I thought this was too easy
$$a+(b\times c)=0\implies a=-(b\times c)=(c\times b)$$
Then
$$3(c.a)=3(c.(c\times b))=0$$
Since cross product of vectors is perpendicular to both vectors and dot product of perpendicular vectors is zero.

Now here's the problem, correct answer given is 10. But how do I get that?Why is my answer wrong?
It seems to hint at using vector triple product

 

[Delta2]

I crack my head to find why your method is wrong, but I find indeed 10 IF I use another method where I take the triple cross product $a\times(b\times c)=0$ (you can deduce this equation by taking the cross product with $a$ of the given equation.

 

[Delta2]

Well the problem statement has a contradiction, it gives as $a$ clearly different than the zero vector, but it also gives that $a+(b\times c)=0$ from which you can deduce that either a is zero or that a is perpendicular to b (and perpendicular to c), neither can hold according to what is given for a and b.

Anyway that's what I concluded with my internal thinking but lets wait what @Orodruin or @pasmith have to say for this, two of the advisors that almost always find a "jet" and rigorous explanation.

@PeroK too plz have a look at this.

 

[Orodruin]

There is an obvious self-contraction in the problem statement. From $\vec a + \vec b \times \vec c = 0$ it is necessary that $\vec a \perp \vec b$ but the given $\vec a$ and $\vec b$ are not perpendicular by virtue of $\vec a\cdot \vec b = 1-2+3 = 2 \neq 0$.

 

[Aurelius120]

There is an obvious self-contraction in the problem statement. From $\vec a + \vec b \times \vec c = 0$ it is necessary that $\vec a \perp \vec b$ but the given $\vec a$ and $\vec b$ are not perpendicular by virtue of $\vec a\cdot \vec b = 1-2+3 = 2 \neq 0$.
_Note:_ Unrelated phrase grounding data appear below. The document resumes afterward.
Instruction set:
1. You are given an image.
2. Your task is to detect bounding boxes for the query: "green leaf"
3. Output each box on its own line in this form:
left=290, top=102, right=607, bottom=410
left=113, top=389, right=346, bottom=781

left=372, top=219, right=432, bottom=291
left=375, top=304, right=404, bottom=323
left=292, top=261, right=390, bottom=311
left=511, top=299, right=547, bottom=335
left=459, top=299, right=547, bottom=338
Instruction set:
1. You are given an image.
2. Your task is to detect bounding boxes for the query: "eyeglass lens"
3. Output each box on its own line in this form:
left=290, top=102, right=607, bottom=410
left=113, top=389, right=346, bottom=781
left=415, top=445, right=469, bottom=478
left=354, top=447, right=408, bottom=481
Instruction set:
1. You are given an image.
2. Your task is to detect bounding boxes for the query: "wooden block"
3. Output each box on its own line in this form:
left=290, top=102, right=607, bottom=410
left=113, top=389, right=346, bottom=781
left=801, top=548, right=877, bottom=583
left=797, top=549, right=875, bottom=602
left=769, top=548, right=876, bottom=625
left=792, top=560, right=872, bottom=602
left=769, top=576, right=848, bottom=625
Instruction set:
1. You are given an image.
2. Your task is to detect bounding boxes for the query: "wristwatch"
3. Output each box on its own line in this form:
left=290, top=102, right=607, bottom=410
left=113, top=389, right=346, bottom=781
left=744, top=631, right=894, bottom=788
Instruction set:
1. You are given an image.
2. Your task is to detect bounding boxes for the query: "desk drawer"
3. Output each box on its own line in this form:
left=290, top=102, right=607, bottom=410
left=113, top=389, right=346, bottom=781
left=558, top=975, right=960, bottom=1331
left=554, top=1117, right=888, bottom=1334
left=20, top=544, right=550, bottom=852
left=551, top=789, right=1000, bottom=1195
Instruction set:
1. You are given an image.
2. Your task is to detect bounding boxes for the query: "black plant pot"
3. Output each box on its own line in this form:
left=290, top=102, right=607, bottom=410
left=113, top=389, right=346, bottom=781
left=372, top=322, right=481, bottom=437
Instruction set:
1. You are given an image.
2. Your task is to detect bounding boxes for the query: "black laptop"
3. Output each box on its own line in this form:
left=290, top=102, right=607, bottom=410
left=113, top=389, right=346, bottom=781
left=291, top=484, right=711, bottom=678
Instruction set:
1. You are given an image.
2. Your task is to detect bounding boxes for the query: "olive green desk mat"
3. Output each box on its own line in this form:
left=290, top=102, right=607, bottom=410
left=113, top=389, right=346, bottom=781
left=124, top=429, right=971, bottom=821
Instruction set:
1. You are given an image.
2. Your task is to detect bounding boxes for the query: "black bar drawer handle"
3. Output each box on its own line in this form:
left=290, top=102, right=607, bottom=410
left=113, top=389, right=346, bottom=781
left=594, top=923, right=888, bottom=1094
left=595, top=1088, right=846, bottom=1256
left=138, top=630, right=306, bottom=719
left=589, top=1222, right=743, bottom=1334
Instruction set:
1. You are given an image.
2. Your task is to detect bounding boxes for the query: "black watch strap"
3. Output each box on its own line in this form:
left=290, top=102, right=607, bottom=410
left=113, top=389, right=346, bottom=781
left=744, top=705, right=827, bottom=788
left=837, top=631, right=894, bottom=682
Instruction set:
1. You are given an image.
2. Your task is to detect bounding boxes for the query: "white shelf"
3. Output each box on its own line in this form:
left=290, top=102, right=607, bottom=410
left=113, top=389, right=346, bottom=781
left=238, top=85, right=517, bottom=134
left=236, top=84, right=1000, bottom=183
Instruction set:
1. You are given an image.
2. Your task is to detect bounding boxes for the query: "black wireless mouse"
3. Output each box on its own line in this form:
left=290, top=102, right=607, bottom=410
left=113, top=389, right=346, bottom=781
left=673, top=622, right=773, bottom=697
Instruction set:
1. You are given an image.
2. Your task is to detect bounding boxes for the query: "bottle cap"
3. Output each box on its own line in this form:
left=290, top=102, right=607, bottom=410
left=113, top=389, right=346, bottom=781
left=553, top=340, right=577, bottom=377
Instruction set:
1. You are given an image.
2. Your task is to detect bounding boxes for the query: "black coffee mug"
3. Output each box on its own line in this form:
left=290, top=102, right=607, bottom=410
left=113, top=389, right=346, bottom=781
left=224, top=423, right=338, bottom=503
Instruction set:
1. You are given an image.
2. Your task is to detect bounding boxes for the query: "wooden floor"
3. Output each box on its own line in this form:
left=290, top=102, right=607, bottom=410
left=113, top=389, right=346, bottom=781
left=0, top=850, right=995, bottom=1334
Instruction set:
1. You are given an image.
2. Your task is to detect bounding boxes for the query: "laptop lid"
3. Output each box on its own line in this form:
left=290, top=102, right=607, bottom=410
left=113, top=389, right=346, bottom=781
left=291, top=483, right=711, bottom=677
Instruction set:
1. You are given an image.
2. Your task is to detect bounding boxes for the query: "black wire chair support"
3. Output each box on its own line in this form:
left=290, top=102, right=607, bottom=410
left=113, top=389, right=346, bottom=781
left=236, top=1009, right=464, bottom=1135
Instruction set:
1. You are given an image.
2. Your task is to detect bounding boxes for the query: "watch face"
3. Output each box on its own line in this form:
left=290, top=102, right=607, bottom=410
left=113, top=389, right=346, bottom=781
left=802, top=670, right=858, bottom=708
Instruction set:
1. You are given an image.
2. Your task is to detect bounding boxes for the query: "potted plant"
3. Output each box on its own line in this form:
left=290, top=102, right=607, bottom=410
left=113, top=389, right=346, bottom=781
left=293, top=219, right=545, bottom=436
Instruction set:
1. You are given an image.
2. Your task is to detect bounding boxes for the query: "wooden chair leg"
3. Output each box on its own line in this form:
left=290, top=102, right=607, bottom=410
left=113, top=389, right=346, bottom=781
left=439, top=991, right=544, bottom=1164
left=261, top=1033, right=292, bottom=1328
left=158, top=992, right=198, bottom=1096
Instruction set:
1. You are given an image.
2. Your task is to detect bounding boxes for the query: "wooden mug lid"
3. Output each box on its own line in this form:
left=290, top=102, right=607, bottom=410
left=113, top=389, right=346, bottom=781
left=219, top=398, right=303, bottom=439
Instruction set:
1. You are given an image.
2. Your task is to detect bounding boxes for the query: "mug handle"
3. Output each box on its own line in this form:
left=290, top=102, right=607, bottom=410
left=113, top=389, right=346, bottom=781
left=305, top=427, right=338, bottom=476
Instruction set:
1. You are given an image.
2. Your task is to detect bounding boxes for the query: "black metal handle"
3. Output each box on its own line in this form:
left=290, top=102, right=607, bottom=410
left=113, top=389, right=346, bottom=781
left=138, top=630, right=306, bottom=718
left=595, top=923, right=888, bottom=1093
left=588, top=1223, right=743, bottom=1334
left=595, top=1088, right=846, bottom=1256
Well the problem statement has a contradiction, it gives as $a$ clearly different than the zero vector, but it also gives that $a+(b\times c)=0$ from which you can deduce that either a is zero or that a is perpendicular to b (and perpendicular to c), neither can hold according to what is given for a and b.

Anyway that's what I concluded with my internal thinking but lets wait what @Orodruin or @pasmith have to say for this, two of the advisors that almost always find a "jet" and rigorous explanation.

@PeroK too plz have a look at this.

And this was a 'Previous Year Question' in an exam. They tried too hard to make it difficult.
[Attachment missing. Link removed by moderator]
This solution that gives 10.

 

[Orodruin]

It is not the first and not the last time someone makes a mistake when formulating an exam.

My favourite was when our classical mechanics teacher asked us to find the natural frequency of oscillations around a stable equilibrium that was, in fact, unstable. The rest of the class got imaginary frequencies. I showed that the equilibrium was unstable, found the actual stable equilibrium of the system (which was significantly more complex), and found the frequency for that equilibrium. I got 6 out of 3 points for that problem.